4.12.2012 | Von:
Bettina Gransow


Since the 1980s, migration within China has increased considerably along with the economic upturn.[1] It now represents a third of all internal migration worldwide, and is equal to the entirety of international migration.[2]

Marktstand mit VermietungsanzeigenMarket stall with adverts for rooms to let (© Bettina Gransow )

Foreign direct investment and the export orientation of China’s economy, a building boom and the revival of the service sector – all these were factors that led to the creation of a great many new jobs in the large conurbations along the east coast of China. These became favored destinations for rural migrant workers, who were looking for alternative sources of income in the face of meager earnings from agriculture. The policy brief provides an overview of central aspects of rural-urban migration in China. The central question is whether and to what extent it offers an opportunity for the poorer rural population of China. In answer to this question we propose, after a brief introduction to the concept of Chinese internal migration, to begin by discussing the various functions of the hukou system (registered residency status), which is the institutional foundation of Chinese rural-urban migration. We shall follow this up by describing the characteristics of Chinese internal migration, including specific patterns of migration, areas of employment, regional and gender-specific features and the differences between succeeding generations of migrants. On this basis we shall investigate how Chinese migration and urbanization policy has changed in the light of economic and political priorities since the start of the Chinese policy of reform, and what effects this policy is having on the working and living conditions of rural migrant workers in the cities. In considering future trends, we argue, finally, that although the central government has strategies to achieve a migration-based urbanization that allows for the development of a broadly based middle class, there are numerous obstacles in the path of such development, notably the economically motivated interests of the cities at local level and the significant costs that increased migration is expected to entail.

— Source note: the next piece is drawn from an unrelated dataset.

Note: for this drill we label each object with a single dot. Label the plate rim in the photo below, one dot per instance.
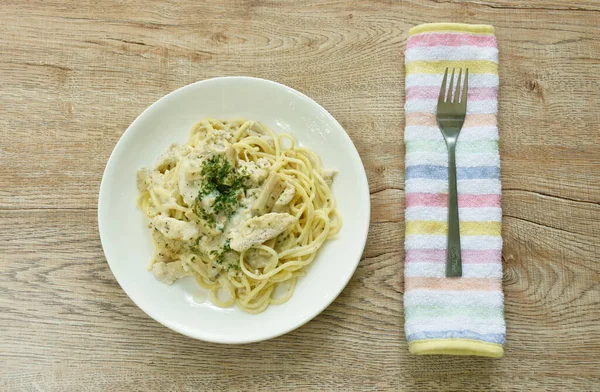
(364, 231)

This text is part of the policy brief on "Internal Migration in China – Opportunity or Trap?".


In 1987 there were 15.2 million internal migrants in China (1.5% of the total population). By 2010, their number had risen to 221 million (16.5% of the total population) (Major Figures 2011).
Globally, the number of international migrants rose from 99.8 million in 1980 to an estimated 200 million in 2005 and 214 million in 2010 (Koser 2007, p.5; Guojia 2010, p. 18; IOM 2010, p.29).